There is a programme manual. Following evaluation of the initial version of the manual, there is now a revised and updated version, which incorporates improvements based on the evaluation. The manual contains support materials and tools for the process evaluation of the sessions carried out. It includes a training plan for professionals. The programme was designed with sustainability in mind. It has proven to be effective and capable of promoting lasting changes in the participating families.


It requires trained and motivated resources (staff/professionals), structure (infrastructure and logistics) and well trained professionals. This requires a relatively high level of investment in terms of both resources and cost, especially in the initial stages.

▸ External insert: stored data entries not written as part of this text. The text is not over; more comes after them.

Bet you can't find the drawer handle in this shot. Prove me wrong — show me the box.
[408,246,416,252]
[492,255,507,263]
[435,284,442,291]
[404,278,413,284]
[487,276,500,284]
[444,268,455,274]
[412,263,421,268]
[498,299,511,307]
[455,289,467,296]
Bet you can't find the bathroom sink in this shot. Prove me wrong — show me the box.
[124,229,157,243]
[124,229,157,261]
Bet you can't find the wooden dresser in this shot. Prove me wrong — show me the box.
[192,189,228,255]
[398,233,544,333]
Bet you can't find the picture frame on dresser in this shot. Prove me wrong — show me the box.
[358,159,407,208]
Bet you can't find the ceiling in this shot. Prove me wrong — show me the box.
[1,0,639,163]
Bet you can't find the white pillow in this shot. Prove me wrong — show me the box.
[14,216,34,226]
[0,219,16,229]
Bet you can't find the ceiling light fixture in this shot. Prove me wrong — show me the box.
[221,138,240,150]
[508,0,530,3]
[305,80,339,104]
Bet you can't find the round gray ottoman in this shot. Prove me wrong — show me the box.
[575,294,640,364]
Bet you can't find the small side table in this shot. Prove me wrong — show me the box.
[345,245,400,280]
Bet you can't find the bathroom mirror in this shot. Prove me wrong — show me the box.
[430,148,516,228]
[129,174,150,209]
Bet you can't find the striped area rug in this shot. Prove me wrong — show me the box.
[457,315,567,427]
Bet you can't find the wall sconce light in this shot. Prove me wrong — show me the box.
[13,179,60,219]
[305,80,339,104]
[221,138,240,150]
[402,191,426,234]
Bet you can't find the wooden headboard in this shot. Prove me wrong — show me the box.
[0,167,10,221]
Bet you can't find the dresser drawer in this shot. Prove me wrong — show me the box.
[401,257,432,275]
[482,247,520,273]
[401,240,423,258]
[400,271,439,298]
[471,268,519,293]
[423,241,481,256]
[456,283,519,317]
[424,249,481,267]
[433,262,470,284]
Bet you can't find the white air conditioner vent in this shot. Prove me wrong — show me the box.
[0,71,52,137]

The growing interest in parent education issues and the fight against social inequality may encourage the use of the programme.

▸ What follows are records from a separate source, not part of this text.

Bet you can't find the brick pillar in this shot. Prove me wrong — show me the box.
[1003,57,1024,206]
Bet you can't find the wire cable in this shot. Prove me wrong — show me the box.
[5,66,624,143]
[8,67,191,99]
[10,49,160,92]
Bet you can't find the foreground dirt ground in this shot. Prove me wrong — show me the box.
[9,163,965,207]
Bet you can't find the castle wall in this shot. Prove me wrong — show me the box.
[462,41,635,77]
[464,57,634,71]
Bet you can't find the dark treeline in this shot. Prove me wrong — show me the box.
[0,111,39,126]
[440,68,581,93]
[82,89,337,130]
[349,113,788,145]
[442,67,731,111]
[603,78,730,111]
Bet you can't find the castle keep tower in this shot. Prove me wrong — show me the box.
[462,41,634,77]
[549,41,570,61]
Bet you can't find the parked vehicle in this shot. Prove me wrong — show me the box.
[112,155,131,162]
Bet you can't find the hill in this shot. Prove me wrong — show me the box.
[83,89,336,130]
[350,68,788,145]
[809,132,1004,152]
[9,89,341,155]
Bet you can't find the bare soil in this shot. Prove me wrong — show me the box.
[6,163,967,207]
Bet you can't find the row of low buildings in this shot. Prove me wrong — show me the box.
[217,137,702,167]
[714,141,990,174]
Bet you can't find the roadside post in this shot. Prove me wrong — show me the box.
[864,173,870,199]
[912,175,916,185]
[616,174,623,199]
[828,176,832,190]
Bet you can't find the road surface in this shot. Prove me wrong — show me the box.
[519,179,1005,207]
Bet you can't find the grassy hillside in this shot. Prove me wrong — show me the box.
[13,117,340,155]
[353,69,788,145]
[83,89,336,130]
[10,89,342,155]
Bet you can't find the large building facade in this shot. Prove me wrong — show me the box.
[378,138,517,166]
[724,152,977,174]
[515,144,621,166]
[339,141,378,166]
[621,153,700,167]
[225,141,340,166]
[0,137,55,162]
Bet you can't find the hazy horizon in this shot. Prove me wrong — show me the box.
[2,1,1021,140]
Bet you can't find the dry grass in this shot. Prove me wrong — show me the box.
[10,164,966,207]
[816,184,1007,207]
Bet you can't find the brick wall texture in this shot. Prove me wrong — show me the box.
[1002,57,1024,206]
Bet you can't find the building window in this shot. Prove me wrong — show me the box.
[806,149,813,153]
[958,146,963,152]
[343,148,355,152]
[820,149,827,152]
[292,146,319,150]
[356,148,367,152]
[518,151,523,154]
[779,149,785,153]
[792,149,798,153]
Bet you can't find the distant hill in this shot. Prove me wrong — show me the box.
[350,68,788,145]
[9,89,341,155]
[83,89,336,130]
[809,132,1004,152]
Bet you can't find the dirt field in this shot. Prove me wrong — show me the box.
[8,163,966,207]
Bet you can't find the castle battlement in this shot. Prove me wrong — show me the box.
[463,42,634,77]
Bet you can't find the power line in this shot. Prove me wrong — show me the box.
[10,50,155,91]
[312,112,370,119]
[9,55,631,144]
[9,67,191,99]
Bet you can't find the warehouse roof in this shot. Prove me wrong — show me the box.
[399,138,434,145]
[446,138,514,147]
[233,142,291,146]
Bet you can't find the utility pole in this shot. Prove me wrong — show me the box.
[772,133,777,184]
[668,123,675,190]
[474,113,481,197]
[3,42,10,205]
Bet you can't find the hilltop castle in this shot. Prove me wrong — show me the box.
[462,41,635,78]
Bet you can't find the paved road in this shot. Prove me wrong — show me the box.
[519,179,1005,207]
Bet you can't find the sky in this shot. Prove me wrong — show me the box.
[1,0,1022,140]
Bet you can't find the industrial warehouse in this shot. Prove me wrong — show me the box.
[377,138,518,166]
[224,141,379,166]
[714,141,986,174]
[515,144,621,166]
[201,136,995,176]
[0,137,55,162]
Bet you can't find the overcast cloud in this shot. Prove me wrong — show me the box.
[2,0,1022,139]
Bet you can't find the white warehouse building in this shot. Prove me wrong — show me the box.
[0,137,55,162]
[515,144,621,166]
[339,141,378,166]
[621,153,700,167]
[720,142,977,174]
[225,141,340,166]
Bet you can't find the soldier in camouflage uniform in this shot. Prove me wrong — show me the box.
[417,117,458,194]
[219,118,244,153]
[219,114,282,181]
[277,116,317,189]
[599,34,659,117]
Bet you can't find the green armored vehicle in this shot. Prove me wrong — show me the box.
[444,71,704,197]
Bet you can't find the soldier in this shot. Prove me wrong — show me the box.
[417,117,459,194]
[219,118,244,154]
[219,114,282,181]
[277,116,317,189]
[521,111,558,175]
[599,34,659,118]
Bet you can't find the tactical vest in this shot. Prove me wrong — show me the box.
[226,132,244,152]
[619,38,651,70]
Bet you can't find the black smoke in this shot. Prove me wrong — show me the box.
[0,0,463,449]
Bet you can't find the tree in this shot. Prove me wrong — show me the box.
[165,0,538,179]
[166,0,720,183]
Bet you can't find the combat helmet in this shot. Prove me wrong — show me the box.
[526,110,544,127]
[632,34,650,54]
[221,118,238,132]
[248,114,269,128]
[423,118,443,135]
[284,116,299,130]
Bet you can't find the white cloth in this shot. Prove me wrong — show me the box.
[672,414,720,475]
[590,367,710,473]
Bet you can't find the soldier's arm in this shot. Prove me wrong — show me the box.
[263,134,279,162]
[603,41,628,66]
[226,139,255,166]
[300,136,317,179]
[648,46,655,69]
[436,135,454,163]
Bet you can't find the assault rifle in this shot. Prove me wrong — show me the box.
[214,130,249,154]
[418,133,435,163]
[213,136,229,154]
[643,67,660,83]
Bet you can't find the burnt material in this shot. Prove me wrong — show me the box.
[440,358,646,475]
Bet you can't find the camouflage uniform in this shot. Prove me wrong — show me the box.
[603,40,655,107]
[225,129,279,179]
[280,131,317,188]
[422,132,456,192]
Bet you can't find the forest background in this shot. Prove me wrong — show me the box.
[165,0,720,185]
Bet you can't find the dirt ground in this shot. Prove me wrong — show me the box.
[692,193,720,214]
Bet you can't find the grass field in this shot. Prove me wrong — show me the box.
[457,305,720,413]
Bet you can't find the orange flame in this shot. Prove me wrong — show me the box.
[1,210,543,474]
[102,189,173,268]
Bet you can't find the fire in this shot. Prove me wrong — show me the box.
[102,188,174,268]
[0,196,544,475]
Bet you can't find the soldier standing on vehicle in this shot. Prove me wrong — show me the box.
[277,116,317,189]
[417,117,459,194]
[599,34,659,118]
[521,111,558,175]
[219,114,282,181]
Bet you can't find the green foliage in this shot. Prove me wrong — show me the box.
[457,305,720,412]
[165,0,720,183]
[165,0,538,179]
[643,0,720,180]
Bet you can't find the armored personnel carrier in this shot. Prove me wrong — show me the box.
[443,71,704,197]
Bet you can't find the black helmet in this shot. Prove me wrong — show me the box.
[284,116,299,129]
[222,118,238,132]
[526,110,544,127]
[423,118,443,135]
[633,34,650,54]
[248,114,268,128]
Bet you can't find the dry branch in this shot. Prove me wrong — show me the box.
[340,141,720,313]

The high number of other interventions, aimed at other family profiles (universal prevention interventions), that are shorter and require fewer resources and less investment, even though not adequate or shown to be not effective in populations with higher levels of exposure to risk factors (selective programmes), may pose a threat by competing with more appropriate but more demanding interventions, such as Protego.


With respect to individual professionals

It is very important to provide training for the professionals involved in the programme, to guarantee both the adequate and the faithful application of the programme and to ensure a good recruitment and retention process for participants.

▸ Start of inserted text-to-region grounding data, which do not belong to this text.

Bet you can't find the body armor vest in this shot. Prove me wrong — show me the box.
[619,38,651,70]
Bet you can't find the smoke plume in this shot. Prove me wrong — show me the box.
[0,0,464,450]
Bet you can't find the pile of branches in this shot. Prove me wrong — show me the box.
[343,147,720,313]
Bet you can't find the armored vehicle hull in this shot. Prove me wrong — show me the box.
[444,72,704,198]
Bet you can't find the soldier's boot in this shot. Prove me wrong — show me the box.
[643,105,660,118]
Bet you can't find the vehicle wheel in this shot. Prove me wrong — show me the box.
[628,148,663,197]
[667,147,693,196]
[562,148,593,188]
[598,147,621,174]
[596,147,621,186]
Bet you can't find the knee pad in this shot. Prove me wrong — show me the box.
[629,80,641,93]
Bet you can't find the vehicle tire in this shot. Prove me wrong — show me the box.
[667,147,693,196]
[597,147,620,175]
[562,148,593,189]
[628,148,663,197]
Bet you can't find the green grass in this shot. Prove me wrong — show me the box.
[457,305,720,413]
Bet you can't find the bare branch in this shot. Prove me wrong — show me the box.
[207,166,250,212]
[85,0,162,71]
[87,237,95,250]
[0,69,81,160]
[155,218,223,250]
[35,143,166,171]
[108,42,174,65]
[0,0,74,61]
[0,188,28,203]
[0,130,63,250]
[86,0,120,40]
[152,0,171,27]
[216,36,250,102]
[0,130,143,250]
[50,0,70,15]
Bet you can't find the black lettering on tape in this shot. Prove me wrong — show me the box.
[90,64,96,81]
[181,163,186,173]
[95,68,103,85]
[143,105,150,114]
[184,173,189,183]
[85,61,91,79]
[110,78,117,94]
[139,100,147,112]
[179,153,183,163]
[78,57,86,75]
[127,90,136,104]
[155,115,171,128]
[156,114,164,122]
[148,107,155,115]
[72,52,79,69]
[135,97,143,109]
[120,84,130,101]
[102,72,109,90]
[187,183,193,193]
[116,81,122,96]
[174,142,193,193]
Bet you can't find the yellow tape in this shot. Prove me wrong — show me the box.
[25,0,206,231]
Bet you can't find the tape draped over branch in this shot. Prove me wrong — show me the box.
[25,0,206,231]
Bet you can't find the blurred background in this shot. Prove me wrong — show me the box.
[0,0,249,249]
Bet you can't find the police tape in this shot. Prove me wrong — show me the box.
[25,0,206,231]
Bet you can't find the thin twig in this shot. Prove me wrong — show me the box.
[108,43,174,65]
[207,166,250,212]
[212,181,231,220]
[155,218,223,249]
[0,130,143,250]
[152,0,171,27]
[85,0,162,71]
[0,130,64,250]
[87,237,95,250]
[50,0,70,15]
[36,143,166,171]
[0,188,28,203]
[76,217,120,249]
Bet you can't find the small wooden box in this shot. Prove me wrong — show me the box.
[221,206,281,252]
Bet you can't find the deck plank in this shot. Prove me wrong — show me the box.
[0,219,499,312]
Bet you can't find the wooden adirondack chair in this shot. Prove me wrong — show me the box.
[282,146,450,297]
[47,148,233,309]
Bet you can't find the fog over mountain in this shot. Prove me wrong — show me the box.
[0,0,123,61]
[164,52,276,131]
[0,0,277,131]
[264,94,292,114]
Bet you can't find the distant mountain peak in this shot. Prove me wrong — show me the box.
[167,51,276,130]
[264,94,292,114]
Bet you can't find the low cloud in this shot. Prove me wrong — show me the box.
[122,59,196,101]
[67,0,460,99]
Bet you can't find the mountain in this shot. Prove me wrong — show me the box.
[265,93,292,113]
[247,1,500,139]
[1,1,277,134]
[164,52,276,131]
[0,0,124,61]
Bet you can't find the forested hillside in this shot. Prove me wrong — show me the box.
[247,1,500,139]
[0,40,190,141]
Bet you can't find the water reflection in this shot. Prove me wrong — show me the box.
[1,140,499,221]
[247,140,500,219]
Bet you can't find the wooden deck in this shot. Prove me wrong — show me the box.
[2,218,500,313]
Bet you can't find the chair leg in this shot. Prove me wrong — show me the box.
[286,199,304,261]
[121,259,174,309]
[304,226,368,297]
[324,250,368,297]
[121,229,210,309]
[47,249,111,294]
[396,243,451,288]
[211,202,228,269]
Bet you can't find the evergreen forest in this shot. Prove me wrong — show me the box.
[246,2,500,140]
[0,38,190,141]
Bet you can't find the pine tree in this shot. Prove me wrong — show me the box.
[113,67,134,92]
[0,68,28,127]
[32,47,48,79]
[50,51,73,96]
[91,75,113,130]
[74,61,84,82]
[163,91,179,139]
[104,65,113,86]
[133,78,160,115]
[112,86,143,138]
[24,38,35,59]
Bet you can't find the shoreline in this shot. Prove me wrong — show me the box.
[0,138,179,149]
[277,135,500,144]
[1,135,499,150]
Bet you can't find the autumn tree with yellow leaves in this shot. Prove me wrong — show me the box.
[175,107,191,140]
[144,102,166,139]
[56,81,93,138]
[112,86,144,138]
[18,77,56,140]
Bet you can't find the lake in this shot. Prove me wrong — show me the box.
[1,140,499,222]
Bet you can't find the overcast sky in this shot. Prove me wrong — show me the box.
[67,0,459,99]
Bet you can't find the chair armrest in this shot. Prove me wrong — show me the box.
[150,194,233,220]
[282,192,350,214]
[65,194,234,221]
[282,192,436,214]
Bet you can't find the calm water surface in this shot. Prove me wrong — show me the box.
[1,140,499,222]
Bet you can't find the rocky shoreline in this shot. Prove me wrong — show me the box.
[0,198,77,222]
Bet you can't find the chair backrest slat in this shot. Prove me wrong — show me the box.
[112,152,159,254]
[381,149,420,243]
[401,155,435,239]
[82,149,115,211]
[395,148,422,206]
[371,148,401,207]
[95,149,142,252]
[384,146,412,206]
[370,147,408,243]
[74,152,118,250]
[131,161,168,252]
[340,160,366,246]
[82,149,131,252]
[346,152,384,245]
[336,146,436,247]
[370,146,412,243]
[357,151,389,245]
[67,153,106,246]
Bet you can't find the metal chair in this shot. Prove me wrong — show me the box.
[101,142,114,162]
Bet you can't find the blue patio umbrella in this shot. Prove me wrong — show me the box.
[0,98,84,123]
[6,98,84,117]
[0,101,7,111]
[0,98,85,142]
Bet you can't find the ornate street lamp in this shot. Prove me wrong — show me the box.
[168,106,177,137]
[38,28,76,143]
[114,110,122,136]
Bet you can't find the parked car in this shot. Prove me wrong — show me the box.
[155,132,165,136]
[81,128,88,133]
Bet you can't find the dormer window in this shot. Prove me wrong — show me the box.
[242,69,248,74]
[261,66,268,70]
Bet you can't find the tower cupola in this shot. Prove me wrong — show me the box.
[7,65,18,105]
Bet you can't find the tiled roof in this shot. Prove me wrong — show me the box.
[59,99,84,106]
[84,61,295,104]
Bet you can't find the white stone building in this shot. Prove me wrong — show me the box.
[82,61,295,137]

It is also important to promote interactivity, making the implementation of the programme practical, dynamic and participatory, and to encourage learning by all.

It is important that, during the implementation of the programme sessions, even if a managerial approach is adopted, active listening is practised, mutual support is encouraged and the strengths of the participants are highlighted (so that they develop skills but also perceive personal self-efficacy).

It is also important to encourage the participating families to apply the knowledge and skills acquired in the programme sessions in a real context in order to generalise the learning and verify its validity in the natural environment. For this purpose, each session of the programme includes a section on homework and a section on reviewing homework.

With respect to social context

It is important to ensure that the programme is interwoven with the social and community care services and resources of the territory and that it has the support of professionals from these services.

It may also be important to adapt the examples and exercises of the programme sessions to the characteristics of the local reality.

With respect to organisational and economic context

It is necessary to provide the necessary resources (for recruitment of participants, training of professionals, implementation of programme sessions, monitoring and evaluation, incentives and motivation of participants, etc.).